Mark Blake, programme director of social inclusion and crime prevention scheme Positive Futures, is a big fan of Leap's approach. "Anything that includes an element where young people reflect on their actions and think about the consequences has to be good, especially if it uses a restorative justice type of model," he says.

Dispute training

At a house in the east London borough of Newham, a group of young people are about to receive their certificates for completing the Quarrelshop course. Newham is an area where gangs and postcode rivalry are prominent, but these young people feel they have been given a chance to opt out of such disputes.

Janet, 19, is a fashion student who discovered Quarrelshop after taking part in a debate on conflict at her youth centre. A worker there had done the course and recommended it. "I've had a lot of conflict in my life," says Janet. "At school there were a lot of fights - I've been beaten up and also beaten up other people."

She says she was pleasantly surprised by the practical approach of the Leap programme and the way it makes you think about your actions. "The lightbulb goes on after you've spoken about a personal experience and you realise 'oh, that's why I did that, that's why that happened'," says Janet. She believes the programme has widespread benefits. "It has helped my personal development, and I don't snap like I used to."
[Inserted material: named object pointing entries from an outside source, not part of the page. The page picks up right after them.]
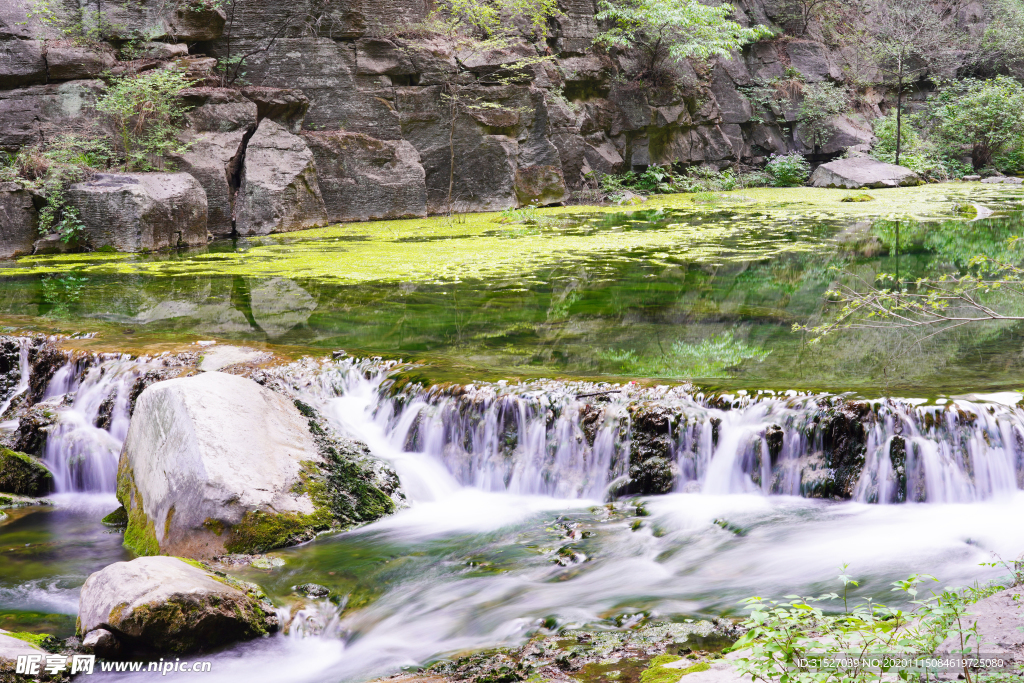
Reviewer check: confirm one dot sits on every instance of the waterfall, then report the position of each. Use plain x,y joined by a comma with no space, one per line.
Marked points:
559,439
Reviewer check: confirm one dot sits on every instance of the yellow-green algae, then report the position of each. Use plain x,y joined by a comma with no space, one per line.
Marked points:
477,246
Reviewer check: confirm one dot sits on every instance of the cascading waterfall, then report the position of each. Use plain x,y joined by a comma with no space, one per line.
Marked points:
581,440
543,438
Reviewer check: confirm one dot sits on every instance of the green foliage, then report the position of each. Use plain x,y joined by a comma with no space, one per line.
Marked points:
674,29
146,113
50,168
787,170
491,19
821,101
985,116
916,154
798,641
658,180
714,356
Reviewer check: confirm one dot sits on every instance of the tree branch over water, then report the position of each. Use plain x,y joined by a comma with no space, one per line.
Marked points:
931,305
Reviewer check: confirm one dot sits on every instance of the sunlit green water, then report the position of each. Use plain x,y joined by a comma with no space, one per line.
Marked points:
706,292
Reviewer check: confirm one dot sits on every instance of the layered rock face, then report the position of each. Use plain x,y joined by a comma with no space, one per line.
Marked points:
348,114
166,604
141,211
217,463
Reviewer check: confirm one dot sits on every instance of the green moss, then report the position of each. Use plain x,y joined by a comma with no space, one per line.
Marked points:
117,518
214,525
23,474
259,531
474,246
657,673
37,639
140,534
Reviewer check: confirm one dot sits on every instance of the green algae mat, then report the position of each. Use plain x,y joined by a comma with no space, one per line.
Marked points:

According to Sanghera, Quarrelshop allows young people to see that they have choices in how they react and to understand the consequences of those choices. A recent course was run intensively for a month over the summer holiday, but others run over a longer timeframe. So what kinds of conflict prompt young people to attend? "Some want to work on something as simple as being barged on the street; others have conflict with a family member," says Sanghera.
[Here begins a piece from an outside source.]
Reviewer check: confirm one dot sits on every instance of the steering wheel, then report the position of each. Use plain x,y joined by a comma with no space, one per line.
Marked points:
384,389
The first part of the programme looks at conflict theory and how young people view conflict. The next part focuses on mediation, conflict resolution skills and building relationships. The third part designs and facilitates a programme for young people to work with their peers.

A key aspect is the use of supportive and imaginative techniques such as role play, individual work and small group activities. Sanghera sums up: "It gives young people skills they can use in the outside world. Conflict is inevitable, whether on the street or the Tube, so we help them to deal with it better."

SHAKS ESCAPES A LIFE OF CRIME

By the time he was 15, Shaks had been thrown out of the family home and had left school. If things had gone differently, he could easily have fallen into a life of crime. "I've seen people with money, a car and said 'I want that', and you try to work your way up the ladder," he says. "I chose to hang out with that group." Luckily a youth worker helped Shaks, who is now 20, get his life back together and onto a surer footing.

Attending the Quarrelshop programme has accelerated his transformation and he is putting what he has learned into practice on Newham's streets. "There's a lot of conflict - race, postcode crimes, what school you go to or what street you live in. But I'm sure I can use the skills learned here to effect change."

What he relished most was learning how to act as peacemaker. "My favourite aspect of Quarrelshop was mediation - I didn't understand it before," he says. "You're not giving people answers; you're helping them to find the solution themselves."

Shaks is now working as a detached youth worker and has been helping to resolve a territorial dispute between two groups of young people. "Some see me as a role model or big brother, and that allows me to calm them down and strip them apart. It's not under control yet, but I want to take it further," he says.